There are tribal cleavages in the South. But in 1972 with the enforcement
of Addis Ababa Agreement, many people predicted that the South would not
succeed in regional autonomous rule. They anticipated quick collapse of
that system of rule in the South so that every thing would be set back
as before, according to some northern politicians.
The experience of
the South in self-rule proved that during 11 years from 1972 to 1983 all
tribes realized, in spite of their diversity, that what ought to be done
was to stay together in one entity. So when the South cracked with division
during 1981, the people knew later on that it had been a wrong idea to
stay apart from each other.
All those who had
already supported the division of South converted into supporters of unity
of the South since they knew that the South must continue as one body.
Small minorities are less beneficial than the larger ones that are satisfactory
to people. The factors that encourage people to stay together as one state
interplay in the case of the South if the authorities of the next transitional
period would apply wise policies for the sake of all people.
The South overflows
with huge potentialities in agricultural resources, minerals, water, etc.
But the abundance of resources is not the only decisive factor for economic
flourishing as many other factors also come into play such as external
contacts. So, if the South would be separated from the North, it would
be a closed area with no access to seaports. The South must have to decide
whether it would want to stay with the North to have access to ports such
as Port Sudan, or that it would want to be a separate state that would
lately negotiate with the North to take advantage of Port Sudan.
What about South and North cultures?
Had the North been
committed to equality with the South so many problems of the day might
have been earlier solved. According to my own experience, cultures of
the North and their southern counterparts are closer to each other than
cultures of the neighboring countries. A believer in Arab descent in Sudan
knows that his brother in the South is much closer to him than any Arab
of another country, even if he has been accustomed to look down upon the
former of to fight against him.

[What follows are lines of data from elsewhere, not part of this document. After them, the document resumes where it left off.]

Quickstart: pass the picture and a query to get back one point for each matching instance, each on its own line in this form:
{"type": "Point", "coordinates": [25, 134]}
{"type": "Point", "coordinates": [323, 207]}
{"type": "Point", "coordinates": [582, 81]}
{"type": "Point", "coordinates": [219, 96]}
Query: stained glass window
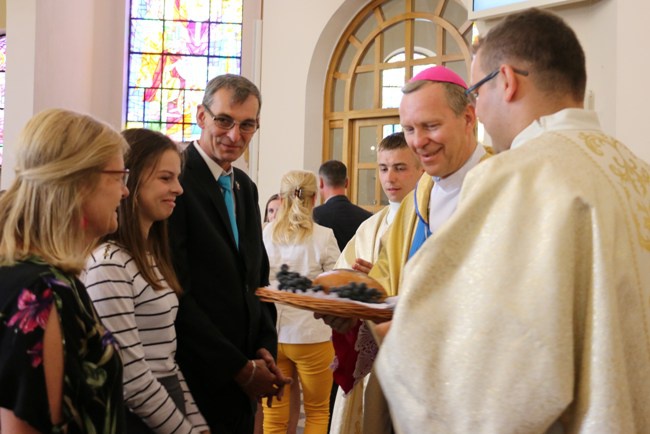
{"type": "Point", "coordinates": [3, 69]}
{"type": "Point", "coordinates": [175, 48]}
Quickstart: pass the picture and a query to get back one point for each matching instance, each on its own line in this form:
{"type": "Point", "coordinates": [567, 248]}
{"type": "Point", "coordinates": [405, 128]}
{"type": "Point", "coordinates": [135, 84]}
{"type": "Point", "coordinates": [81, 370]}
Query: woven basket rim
{"type": "Point", "coordinates": [338, 307]}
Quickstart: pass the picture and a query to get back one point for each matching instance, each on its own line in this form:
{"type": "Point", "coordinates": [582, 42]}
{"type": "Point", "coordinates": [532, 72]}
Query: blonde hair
{"type": "Point", "coordinates": [59, 157]}
{"type": "Point", "coordinates": [294, 222]}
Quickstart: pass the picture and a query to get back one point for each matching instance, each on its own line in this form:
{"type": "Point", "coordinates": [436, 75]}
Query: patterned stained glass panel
{"type": "Point", "coordinates": [223, 41]}
{"type": "Point", "coordinates": [188, 10]}
{"type": "Point", "coordinates": [187, 37]}
{"type": "Point", "coordinates": [146, 36]}
{"type": "Point", "coordinates": [147, 9]}
{"type": "Point", "coordinates": [176, 47]}
{"type": "Point", "coordinates": [229, 11]}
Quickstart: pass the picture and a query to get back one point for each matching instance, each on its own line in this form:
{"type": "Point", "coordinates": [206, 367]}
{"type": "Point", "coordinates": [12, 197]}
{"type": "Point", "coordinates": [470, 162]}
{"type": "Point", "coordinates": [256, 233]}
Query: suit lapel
{"type": "Point", "coordinates": [211, 188]}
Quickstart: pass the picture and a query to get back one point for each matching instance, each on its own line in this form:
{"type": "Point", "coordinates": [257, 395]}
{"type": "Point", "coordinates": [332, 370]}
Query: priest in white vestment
{"type": "Point", "coordinates": [399, 171]}
{"type": "Point", "coordinates": [438, 122]}
{"type": "Point", "coordinates": [529, 310]}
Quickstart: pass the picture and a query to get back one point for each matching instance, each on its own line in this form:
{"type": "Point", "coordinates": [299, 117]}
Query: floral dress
{"type": "Point", "coordinates": [92, 389]}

An ideal usage of these cultures and their
backgrounds during transitional period might affect positively attitudes
of people of the South.
On means of transportation
and commerce, there would continue to be a very strong contact between
North and South. I have to criticize the extremist policies of the NIF
that hindered development of such close relations. The NIF drove us so
many years backward.
In my early childhood,
Northern merchants used to visit the South with birsh (a hand-made
Sudanese carpet) that would be taken for sale in any village, as they
liked. A merchant would be cordially met and would be married to a Southerner
woman without any difficulty. That was going on since there was no component
of Islamic missionary or any other kind of activity. The sole aim of the
merchant was to manufacture his goods. Many of these people played a role
in spreading about Islam without necessarily being missionaries. Their
role was positive while some of them acted negatively, especially in the
time of Abboud regime and the subsequent regimes since they had been abetting
the army to fight citizens for personal and foolish reasons.
Regarding the usage
of Arab language in the South, no one in the South could possibly deny
the right to use Arabic language that had been widely spread over by merchants
every where. Even inside SPLM, the language is Arabic in all fields of
communication. You are in no need to use a tank to force people to adopt
a specific language as languages normally compete with each other. That
of them that actually prevails spontaneously with the evolution of society
would become mostly used in transactions between people.